Oil Management in Creeks and Streambeds – Forest Research and Access

Due to the accumulation of oil in the catchment areas, fires and forest owners are increasingly worried about what they can do to control these areas. Basin vegetation and forests are important for water quality and quantity, and for wildlife and aquatic ecosystems. They have social benefits such as entertainment, heritage and beauty. These values ​​are important for forest owners, but can the protection of catchment areas be equated with fire reduction?

Historical fires in the basin. Over the past decade, we have been able to better understand the fire regimes in the basin. According to a study by Van de Water and North (2011), the confederation of the Basin and the Highlands is a mixed forest. Before the fire was extinguished, fires in the basin were regularly burned at various strengths, cutting down trees and conserving small amounts of fuel.
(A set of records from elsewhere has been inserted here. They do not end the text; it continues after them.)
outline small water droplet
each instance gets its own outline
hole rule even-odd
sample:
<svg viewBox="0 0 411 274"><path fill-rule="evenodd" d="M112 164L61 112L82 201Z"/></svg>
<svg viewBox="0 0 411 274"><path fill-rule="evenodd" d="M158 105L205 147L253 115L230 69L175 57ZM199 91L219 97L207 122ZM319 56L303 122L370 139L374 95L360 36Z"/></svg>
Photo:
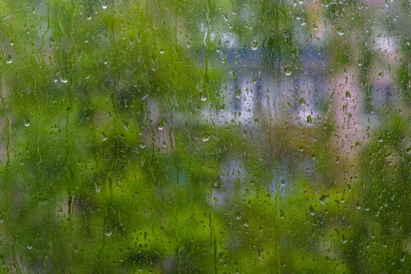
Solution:
<svg viewBox="0 0 411 274"><path fill-rule="evenodd" d="M5 60L5 62L8 64L11 64L13 62L13 57L12 55L8 55Z"/></svg>
<svg viewBox="0 0 411 274"><path fill-rule="evenodd" d="M286 64L284 66L284 73L286 74L286 75L288 76L291 75L292 73L292 68L291 68L291 65L289 64Z"/></svg>
<svg viewBox="0 0 411 274"><path fill-rule="evenodd" d="M339 27L337 28L337 34L338 34L338 35L343 35L344 34L344 29L342 29L341 27Z"/></svg>
<svg viewBox="0 0 411 274"><path fill-rule="evenodd" d="M255 51L257 49L258 47L258 42L257 42L255 40L253 40L251 41L251 49Z"/></svg>
<svg viewBox="0 0 411 274"><path fill-rule="evenodd" d="M241 97L241 88L236 90L236 98L239 99Z"/></svg>
<svg viewBox="0 0 411 274"><path fill-rule="evenodd" d="M203 142L207 142L208 139L210 139L210 135L207 132L204 132L201 139L203 140Z"/></svg>

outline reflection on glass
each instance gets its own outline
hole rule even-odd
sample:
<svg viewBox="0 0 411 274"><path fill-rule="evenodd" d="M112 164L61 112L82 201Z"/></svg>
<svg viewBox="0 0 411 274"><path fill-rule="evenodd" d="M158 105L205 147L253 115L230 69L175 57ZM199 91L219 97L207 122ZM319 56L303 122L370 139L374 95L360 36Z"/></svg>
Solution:
<svg viewBox="0 0 411 274"><path fill-rule="evenodd" d="M407 273L411 5L0 3L5 273Z"/></svg>

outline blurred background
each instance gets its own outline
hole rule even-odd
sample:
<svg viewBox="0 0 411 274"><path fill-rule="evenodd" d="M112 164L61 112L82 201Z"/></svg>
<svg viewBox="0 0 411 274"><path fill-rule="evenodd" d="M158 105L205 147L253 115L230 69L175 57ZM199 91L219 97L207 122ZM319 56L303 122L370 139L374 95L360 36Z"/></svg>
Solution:
<svg viewBox="0 0 411 274"><path fill-rule="evenodd" d="M408 0L0 0L1 273L411 271Z"/></svg>

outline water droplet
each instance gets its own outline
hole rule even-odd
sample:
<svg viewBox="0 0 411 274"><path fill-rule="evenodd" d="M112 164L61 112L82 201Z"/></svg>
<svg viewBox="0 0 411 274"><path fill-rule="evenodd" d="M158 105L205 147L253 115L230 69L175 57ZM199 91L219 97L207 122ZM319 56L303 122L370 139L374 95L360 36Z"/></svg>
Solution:
<svg viewBox="0 0 411 274"><path fill-rule="evenodd" d="M307 116L307 123L308 125L311 125L312 123L312 118L311 117L311 115L308 115Z"/></svg>
<svg viewBox="0 0 411 274"><path fill-rule="evenodd" d="M258 249L258 252L257 253L257 257L258 258L259 260L261 260L261 258L262 257L262 251L263 249L262 248L260 248L260 249Z"/></svg>
<svg viewBox="0 0 411 274"><path fill-rule="evenodd" d="M240 220L241 219L241 216L240 215L240 212L238 210L236 211L236 219L237 220Z"/></svg>
<svg viewBox="0 0 411 274"><path fill-rule="evenodd" d="M312 206L310 206L310 214L312 216L315 215L315 211L314 210Z"/></svg>
<svg viewBox="0 0 411 274"><path fill-rule="evenodd" d="M208 139L210 139L210 135L207 132L204 132L201 139L203 140L203 142L207 142Z"/></svg>
<svg viewBox="0 0 411 274"><path fill-rule="evenodd" d="M325 206L325 201L328 199L328 195L322 195L320 198L320 202L323 204L323 206Z"/></svg>
<svg viewBox="0 0 411 274"><path fill-rule="evenodd" d="M164 125L163 124L162 121L160 121L157 128L158 129L158 130L162 130L162 129L164 128Z"/></svg>
<svg viewBox="0 0 411 274"><path fill-rule="evenodd" d="M108 227L105 229L105 236L111 236L111 234L112 234L112 233L113 233L113 231L110 228Z"/></svg>
<svg viewBox="0 0 411 274"><path fill-rule="evenodd" d="M347 238L345 238L345 235L342 234L342 243L345 244L347 242L348 242L348 240L347 240Z"/></svg>
<svg viewBox="0 0 411 274"><path fill-rule="evenodd" d="M306 104L306 100L304 99L304 98L301 97L300 98L300 101L299 101L299 105L300 107L302 107L303 105L304 105Z"/></svg>
<svg viewBox="0 0 411 274"><path fill-rule="evenodd" d="M359 210L360 208L361 208L361 206L360 206L360 203L357 203L357 204L356 205L356 208Z"/></svg>
<svg viewBox="0 0 411 274"><path fill-rule="evenodd" d="M289 64L286 64L284 66L284 73L286 74L286 75L291 75L291 72L292 72L292 68L291 66Z"/></svg>
<svg viewBox="0 0 411 274"><path fill-rule="evenodd" d="M239 99L241 97L241 88L236 90L236 98Z"/></svg>
<svg viewBox="0 0 411 274"><path fill-rule="evenodd" d="M13 57L12 55L8 55L5 59L5 62L8 64L11 64L13 62Z"/></svg>
<svg viewBox="0 0 411 274"><path fill-rule="evenodd" d="M200 92L200 99L201 101L207 100L207 92L204 90L201 90Z"/></svg>
<svg viewBox="0 0 411 274"><path fill-rule="evenodd" d="M257 49L258 47L258 42L257 41L256 41L255 40L253 40L251 41L251 49L255 51Z"/></svg>

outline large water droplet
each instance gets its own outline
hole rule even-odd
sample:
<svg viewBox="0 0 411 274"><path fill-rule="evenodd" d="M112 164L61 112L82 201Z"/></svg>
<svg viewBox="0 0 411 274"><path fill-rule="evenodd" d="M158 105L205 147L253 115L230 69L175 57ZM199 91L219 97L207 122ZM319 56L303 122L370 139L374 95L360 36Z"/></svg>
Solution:
<svg viewBox="0 0 411 274"><path fill-rule="evenodd" d="M160 123L158 123L158 127L157 127L157 128L158 129L158 130L162 130L162 129L164 128L164 125L163 124L162 121L160 121Z"/></svg>
<svg viewBox="0 0 411 274"><path fill-rule="evenodd" d="M312 117L311 117L311 115L308 115L307 116L307 123L308 125L311 125L312 123Z"/></svg>
<svg viewBox="0 0 411 274"><path fill-rule="evenodd" d="M315 211L314 210L312 206L310 206L310 214L312 216L315 215Z"/></svg>
<svg viewBox="0 0 411 274"><path fill-rule="evenodd" d="M203 140L203 142L207 142L208 140L208 139L210 139L210 134L208 134L207 132L204 132L203 134L203 136L201 137L201 139Z"/></svg>
<svg viewBox="0 0 411 274"><path fill-rule="evenodd" d="M327 201L327 199L328 199L328 195L321 195L321 197L320 198L320 202L323 204L323 206L325 206L325 201Z"/></svg>
<svg viewBox="0 0 411 274"><path fill-rule="evenodd" d="M337 34L338 34L338 35L344 34L344 29L342 29L341 27L338 27Z"/></svg>
<svg viewBox="0 0 411 274"><path fill-rule="evenodd" d="M241 97L241 88L236 90L236 98L239 99Z"/></svg>
<svg viewBox="0 0 411 274"><path fill-rule="evenodd" d="M291 66L289 64L286 64L284 66L284 73L286 74L286 75L290 75L292 72L292 68L291 68Z"/></svg>
<svg viewBox="0 0 411 274"><path fill-rule="evenodd" d="M303 97L301 97L300 101L299 101L300 107L302 107L305 104L306 104L306 99L304 99L304 98L303 98Z"/></svg>
<svg viewBox="0 0 411 274"><path fill-rule="evenodd" d="M8 55L8 56L7 57L7 59L5 60L5 62L6 62L8 64L11 64L11 63L13 62L13 56L12 56L12 55Z"/></svg>
<svg viewBox="0 0 411 274"><path fill-rule="evenodd" d="M113 231L110 227L108 227L105 229L105 236L111 236L111 234L112 234L112 233L113 233Z"/></svg>
<svg viewBox="0 0 411 274"><path fill-rule="evenodd" d="M251 41L251 49L255 51L257 49L258 47L258 42L257 42L255 40L253 40Z"/></svg>
<svg viewBox="0 0 411 274"><path fill-rule="evenodd" d="M201 90L201 91L200 91L200 99L201 101L207 100L207 92L206 90Z"/></svg>

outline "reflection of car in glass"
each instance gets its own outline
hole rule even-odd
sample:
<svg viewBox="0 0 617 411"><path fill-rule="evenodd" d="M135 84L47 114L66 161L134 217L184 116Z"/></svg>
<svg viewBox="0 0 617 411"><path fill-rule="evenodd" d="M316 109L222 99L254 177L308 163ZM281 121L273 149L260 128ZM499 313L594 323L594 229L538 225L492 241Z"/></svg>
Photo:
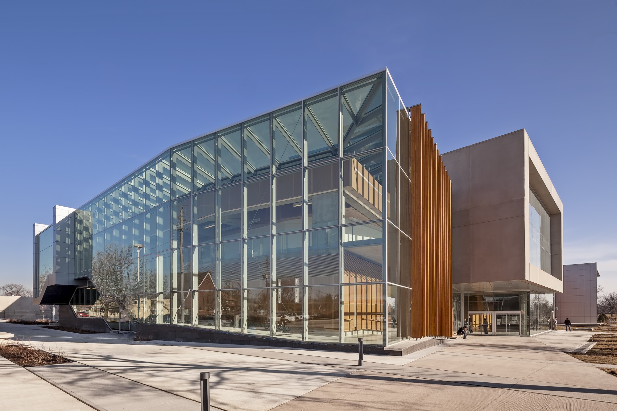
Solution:
<svg viewBox="0 0 617 411"><path fill-rule="evenodd" d="M239 327L241 317L239 314L222 314L221 315L221 326Z"/></svg>
<svg viewBox="0 0 617 411"><path fill-rule="evenodd" d="M310 318L310 315L306 316L307 319ZM286 314L282 314L279 316L280 320L283 322L287 322L289 321L302 321L302 313L301 312L288 312Z"/></svg>
<svg viewBox="0 0 617 411"><path fill-rule="evenodd" d="M213 327L215 323L213 315L198 315L197 317L197 323L199 325L205 325L207 327Z"/></svg>
<svg viewBox="0 0 617 411"><path fill-rule="evenodd" d="M257 310L257 311L265 312L263 310ZM247 316L246 326L251 329L265 328L270 318L265 315L248 315Z"/></svg>

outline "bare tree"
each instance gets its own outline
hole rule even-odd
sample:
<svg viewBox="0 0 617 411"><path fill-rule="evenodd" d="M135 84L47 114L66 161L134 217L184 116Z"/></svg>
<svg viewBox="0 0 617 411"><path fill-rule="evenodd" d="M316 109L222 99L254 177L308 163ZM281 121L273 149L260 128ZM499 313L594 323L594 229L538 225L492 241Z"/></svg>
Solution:
<svg viewBox="0 0 617 411"><path fill-rule="evenodd" d="M115 305L125 308L126 296L136 294L136 274L132 265L131 247L116 244L106 245L92 259L92 282L100 294L99 301L106 319L110 308Z"/></svg>
<svg viewBox="0 0 617 411"><path fill-rule="evenodd" d="M611 316L617 314L617 293L609 293L598 299L598 312Z"/></svg>
<svg viewBox="0 0 617 411"><path fill-rule="evenodd" d="M16 296L19 297L31 297L32 289L21 284L7 283L0 286L0 293L4 296Z"/></svg>

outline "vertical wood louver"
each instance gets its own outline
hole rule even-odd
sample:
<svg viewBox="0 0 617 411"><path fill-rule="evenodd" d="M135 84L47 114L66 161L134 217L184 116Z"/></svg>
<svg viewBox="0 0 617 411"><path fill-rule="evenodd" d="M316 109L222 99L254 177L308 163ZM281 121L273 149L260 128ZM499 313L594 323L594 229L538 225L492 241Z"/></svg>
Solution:
<svg viewBox="0 0 617 411"><path fill-rule="evenodd" d="M418 104L409 109L412 337L450 336L452 182Z"/></svg>

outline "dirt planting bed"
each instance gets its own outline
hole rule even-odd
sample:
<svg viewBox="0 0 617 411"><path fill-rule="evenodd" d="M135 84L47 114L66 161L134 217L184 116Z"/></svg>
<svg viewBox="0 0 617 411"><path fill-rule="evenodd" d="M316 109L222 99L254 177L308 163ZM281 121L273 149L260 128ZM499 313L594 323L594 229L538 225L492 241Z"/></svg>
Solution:
<svg viewBox="0 0 617 411"><path fill-rule="evenodd" d="M51 350L35 348L28 343L9 342L0 345L0 355L22 367L38 367L73 362L62 355L64 352L50 352Z"/></svg>
<svg viewBox="0 0 617 411"><path fill-rule="evenodd" d="M65 331L69 333L77 333L77 334L101 334L97 331L93 331L89 330L80 330L79 328L71 328L70 327L59 327L55 326L50 326L48 327L42 327L43 328L49 328L49 330L59 330L60 331Z"/></svg>
<svg viewBox="0 0 617 411"><path fill-rule="evenodd" d="M589 341L597 344L585 354L570 355L584 362L617 365L617 334L594 334ZM617 376L617 368L600 369Z"/></svg>
<svg viewBox="0 0 617 411"><path fill-rule="evenodd" d="M23 325L44 325L51 322L50 320L24 320L23 318L9 318L6 322L12 324L23 324Z"/></svg>

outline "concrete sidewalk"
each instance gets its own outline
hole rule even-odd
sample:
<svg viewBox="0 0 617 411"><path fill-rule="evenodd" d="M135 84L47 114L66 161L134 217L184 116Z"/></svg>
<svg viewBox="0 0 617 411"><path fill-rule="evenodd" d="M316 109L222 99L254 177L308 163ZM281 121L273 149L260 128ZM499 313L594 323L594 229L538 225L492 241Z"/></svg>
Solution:
<svg viewBox="0 0 617 411"><path fill-rule="evenodd" d="M92 411L28 370L0 357L0 410Z"/></svg>
<svg viewBox="0 0 617 411"><path fill-rule="evenodd" d="M569 332L476 336L402 357L367 355L358 367L350 353L137 342L128 334L78 334L2 323L0 331L28 335L35 344L56 344L71 359L96 370L88 373L103 372L186 400L198 399L199 373L210 371L212 405L222 410L617 409L617 379L557 348L586 342ZM48 375L60 372L40 368ZM133 391L123 394L127 401Z"/></svg>

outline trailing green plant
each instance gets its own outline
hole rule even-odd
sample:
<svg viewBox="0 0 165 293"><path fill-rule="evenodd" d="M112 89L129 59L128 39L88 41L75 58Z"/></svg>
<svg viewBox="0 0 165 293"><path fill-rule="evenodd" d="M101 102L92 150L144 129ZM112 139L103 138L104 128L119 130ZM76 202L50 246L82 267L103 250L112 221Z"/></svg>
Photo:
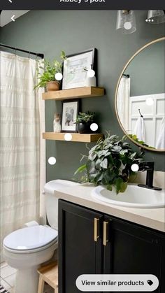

Combined with high soil moisture, low vegetation densities in the catchment areas can disrupt wildfires and provide a safe haven for wildlife. Indigenous Indians in California often set fire to river basins to encourage the regeneration of trees and shrubs that respond well to low temperatures.

What are the current laws governing the catchment areas? Unfortunately, the rules governing the catchment areas did not fully reflect the new rules of fire control. The California Forestry Law (WLPZ) defines land areas on either side of a stream or stream, either in the lake or in the spring, to protect the catchment areas from potential soil erosion. Heavy equipment. WLPZ width varies from 50 to 150 feet depending on the slope, the section of the waterway and the geography of the place. In the WLPZ, hundreds of floors, canopies, and unstable areas must be protected to protect water resources and wildlife habitat. Equipment Isolation Zones (EEZs) prohibit the use of heavy equipment in the WLPZ to prevent soil erosion, erosion, and segregation. In very small water lines, you may be allowed to bring in some heavy equipment using Equipment Limitation Zones (ELZs) instead of EEZ.

Current research. Rob York, a US Department of Forests Extension Specialist, Environmental Science, Policy and Management at UC Berkeley, has been conducting research at the UC Blodgett Forest Research Center on oil management and fire risk reduction. Rob and his team are reviewing the effectiveness of WLPZ regulations and other evidence-based alternatives aimed at maintaining low-risk and high racial diversity in and around Sierra Nevada forests. According to Rob, the purpose of the CA Forestry Regulations is to avert a significant negative impact on the vital functions of the riparian zones, but there is an unintended risk of wildfires due to mismanagement. If there is no treatment similar to the traditional fire system in nature, the catchment areas will be more vulnerable to severe fires.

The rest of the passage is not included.